The wife is jumping up and down so excitedly she cannot even believe what is going on.

She says,
'I am ready to go. Let's go to the cash register.'

The husband says, 'No-no-no honey, we're not going to buy all this stuff.'

The wife's face goes blank.

'No honey - I just want you to HOLD this stuff for a while.'

Her face gets really red and she is about to explode and the husband says,
'You can't be in tune with my financial needs as a man!'

 
(Stress Diet)
THE FEMALE STRESS DIET
This is a specially formulated diet designed to help you cope with the stress that builds up during the day:

Breakfast - I grapefruit, I slice whole-wheat toast, I cup of skim milk.

Lunch - Small portion of lean, steamed chicken with a cup of spinach, 1 cup of herbal tea, I Tim Tam.

Afternoon Tea - The rest of the packet of Tim Tams, I tub of Tip Top ice cream with chocolate topping, I jar of Nutella.

Dinner - 4 bottles of red wine, 2 loaves of garlic bread, I family size supreme pizza, 3 Snickers bars.

Late Night Snack - Whole frozen Sarah Lee cheesecake eaten directly from the freezer.

Diet Rules
1. If no one sees you eat something, it has no calories.

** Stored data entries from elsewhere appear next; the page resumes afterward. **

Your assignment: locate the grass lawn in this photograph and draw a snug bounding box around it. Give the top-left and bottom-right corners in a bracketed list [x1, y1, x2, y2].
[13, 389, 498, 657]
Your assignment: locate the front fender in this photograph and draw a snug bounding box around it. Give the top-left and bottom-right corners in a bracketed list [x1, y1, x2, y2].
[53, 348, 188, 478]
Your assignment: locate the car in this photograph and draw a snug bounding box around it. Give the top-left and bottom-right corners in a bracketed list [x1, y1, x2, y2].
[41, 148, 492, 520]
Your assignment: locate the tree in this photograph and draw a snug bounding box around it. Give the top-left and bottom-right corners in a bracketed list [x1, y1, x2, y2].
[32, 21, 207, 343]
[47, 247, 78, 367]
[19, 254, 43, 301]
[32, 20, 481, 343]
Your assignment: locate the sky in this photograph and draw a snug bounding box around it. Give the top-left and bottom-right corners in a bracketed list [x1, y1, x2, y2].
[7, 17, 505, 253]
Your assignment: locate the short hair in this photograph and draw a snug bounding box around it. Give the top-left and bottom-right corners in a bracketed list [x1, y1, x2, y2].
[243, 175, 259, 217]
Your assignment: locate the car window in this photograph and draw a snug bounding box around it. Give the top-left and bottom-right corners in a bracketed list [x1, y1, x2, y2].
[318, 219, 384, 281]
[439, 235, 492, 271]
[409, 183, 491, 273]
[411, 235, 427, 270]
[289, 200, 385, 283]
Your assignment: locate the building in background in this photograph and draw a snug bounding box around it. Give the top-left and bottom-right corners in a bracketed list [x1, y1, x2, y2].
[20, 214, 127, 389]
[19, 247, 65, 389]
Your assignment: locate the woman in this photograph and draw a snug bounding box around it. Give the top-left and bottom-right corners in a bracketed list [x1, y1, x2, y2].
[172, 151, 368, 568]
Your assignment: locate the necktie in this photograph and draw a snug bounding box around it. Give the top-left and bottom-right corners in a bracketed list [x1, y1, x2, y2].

2. When drinking a diet Coke with a chocolate bar, the fat in the chocolate is cancelled out by the diet Coke.

3. When you eat with someone else, calories don't count if you do not eat more than they do.

4. Food used for medicinal purposes does NOT count. (For example: hot chocolate, toast, cheesecake, vodka...)

5. If you fatten up the people around you, you will look thinner.

6. Cinema-related foods have a zero calorie count as they are part of the entertainment package and not counted as food intake. This includes popcorn, Minties, Maltesers, Jaffas and frozen Cokes.

7. Biscuit pieces have no calories because breaking the biscuits up causes calorie leakage.

8. Food licked from knives and spoons has no fat if you are in the process of cooking something.

9. Foods that are the same color have the same amount of fat. Examples are: spinach and peppermint ice cream, apples and red jelly snakes.

10. Chocolate is like a food-color wildcard and may be substituted for any other color.

11. Anything eaten while standing has no calories due to gravity and the density of the calorie mass.

12. Food consumed from someone else's plate has no fat as it rightfully belongs to the other person and will cling to his/her plate. (Oh, how fat likes to cling!)

And remember: 'STRESSED' SPELT BACKWARDS IS 'DESSERTS'!

 
(10 things about PMS)
1. Everyone around you has an attitude problem.

2. You're adding chocolate chips to your cheese omelet.

3. The dryer has shrunk every last pair of your jeans.

4. Your husband is suddenly agreeing to everything you say.

5. You're using your cellular phone to dial up every bumper sticker that says, 'How's my driving? Call 1 800 ****"**.'

6. Everyone's head looks like an invitation to batting practice.

7. You're convinced there's a God and he's male.

8. You're counting down the days until menopause.

9. You're sure that everyone is scheming to drive you crazy.

10. The ibuprofen bottle is empty and you bought it yesterday.